After clearing away the slushy water, they placed caps made out of cross-sections of small buoys over the holes, with one side painted red so that when a fish tugged on the line, it would flip over and be visible from across the ice. On others they used sticks with small flags that would wiggle when a fish was caught.

For bait, they used minnows to entice pickerel and good, old earthworms for the occasional yellow perch that came their way. The weighted their line and allowed the bait to float a foot or two off the bottom, waiting for a hungry fish to come by. Today, the shallow holes were drawing more fish. No knowing why. That’s just fishing.

Mr. Sakhno insisted that by drilling holes, ice fishermen save far more fish than they could possibly catch by helping introduce much needed oxygen into the water, which can be depleted during harsh winters like this one.

The two anglers grabbed a cigarette and shared bits of sausage sandwiches. After their lunch, as if to affirm they are acclimated to their new country, they each poured a small shot of bourbon—not vodka—and made a toast to world peace.

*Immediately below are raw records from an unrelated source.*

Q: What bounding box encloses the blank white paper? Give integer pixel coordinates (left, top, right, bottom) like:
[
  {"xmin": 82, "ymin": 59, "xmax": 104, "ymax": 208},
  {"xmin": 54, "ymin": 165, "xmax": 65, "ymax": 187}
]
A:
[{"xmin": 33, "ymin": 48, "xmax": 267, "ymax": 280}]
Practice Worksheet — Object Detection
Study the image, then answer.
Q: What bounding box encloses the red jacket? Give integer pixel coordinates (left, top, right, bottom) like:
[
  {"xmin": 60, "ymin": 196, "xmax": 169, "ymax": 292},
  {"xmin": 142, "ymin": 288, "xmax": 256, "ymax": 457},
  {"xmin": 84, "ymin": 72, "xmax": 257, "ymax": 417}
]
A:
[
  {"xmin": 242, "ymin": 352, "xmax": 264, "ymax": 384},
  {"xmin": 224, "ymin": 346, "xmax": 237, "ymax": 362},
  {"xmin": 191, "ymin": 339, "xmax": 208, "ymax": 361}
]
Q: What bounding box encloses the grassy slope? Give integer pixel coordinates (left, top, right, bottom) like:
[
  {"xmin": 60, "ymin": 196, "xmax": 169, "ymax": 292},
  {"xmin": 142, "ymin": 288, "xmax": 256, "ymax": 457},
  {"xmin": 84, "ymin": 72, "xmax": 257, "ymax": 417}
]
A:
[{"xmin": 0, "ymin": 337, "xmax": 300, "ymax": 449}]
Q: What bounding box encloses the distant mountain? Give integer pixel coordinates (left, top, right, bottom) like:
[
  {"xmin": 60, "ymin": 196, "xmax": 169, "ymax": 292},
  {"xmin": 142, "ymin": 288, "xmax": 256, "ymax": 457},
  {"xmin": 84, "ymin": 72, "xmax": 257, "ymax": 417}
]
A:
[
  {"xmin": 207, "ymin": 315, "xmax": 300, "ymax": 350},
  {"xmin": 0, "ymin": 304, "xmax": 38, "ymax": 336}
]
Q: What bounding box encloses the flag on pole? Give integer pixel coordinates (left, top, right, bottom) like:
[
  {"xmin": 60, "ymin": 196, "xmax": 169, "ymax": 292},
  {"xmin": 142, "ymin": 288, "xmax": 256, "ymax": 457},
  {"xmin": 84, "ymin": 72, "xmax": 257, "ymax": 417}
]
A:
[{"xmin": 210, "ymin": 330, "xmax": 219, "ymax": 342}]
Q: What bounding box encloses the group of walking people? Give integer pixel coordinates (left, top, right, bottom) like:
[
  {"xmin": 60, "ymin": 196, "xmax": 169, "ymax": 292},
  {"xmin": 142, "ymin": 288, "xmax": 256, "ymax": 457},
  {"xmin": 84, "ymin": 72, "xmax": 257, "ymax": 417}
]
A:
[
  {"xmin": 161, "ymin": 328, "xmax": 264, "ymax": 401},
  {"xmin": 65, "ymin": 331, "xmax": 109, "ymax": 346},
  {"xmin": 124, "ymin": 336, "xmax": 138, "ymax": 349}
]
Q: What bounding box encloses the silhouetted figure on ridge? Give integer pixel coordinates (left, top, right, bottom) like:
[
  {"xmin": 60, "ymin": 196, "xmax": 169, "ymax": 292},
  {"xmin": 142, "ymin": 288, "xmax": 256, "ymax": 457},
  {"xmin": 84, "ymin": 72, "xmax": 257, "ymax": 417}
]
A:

As a young man, Mr. Sakhno, now 56, had a plum assignment in the Soviet army—serving on Soviet leader Leonid Brezhnev’s honor guard at the Kremlin. “My mother got to see me on television every week,” he said proudly, mimicking how he stood at attention with the other guards, head turned to the side and looking slightly upward to greet visiting dignitaries from President Giscard d’Estaing of France to Saddam Hussein of Iraq. “We were drilled beforehand,” he said, “for some, it was ‘We are very happy to see you’ for others, it was, ‘We are tolerating you.’”

When Perestroika, the reform movement started by Mikhail Gorbachev, took hold, both Mr. Sakhno who was trained as a fiber optics engineer and Mr. Yantukhovskyy, a civil engineer, took the opportunity to immigrate to the United States. But there was no work in their chosen fields. Mr. Sakhno now makes his living as a home contractor; Mr. Yantukhovskyy is a welder.

But they both said they are happy to be here and proudly announce that they are citizens. Mr. Sakhno suggests that the many advantages life in the United States offers are too often lost on those born here.

One of the buoys started to bounce on the ice like popping corn. Mr. Yantukhovskyy began to retrieve a fish, but it broke free. Minutes later, another buoy started to bounce. Mr. Sakhno carefully pulled in a pickerel that he added to the day’s catch of perhaps 10 fish. They said they would use the fish heads for soup and fry the tiny fillets.

As snow flurries began, Mr. Yantukhovskyy said it was time go. The talking ended and the two men gathered up their scattered gear from across the deserted pond.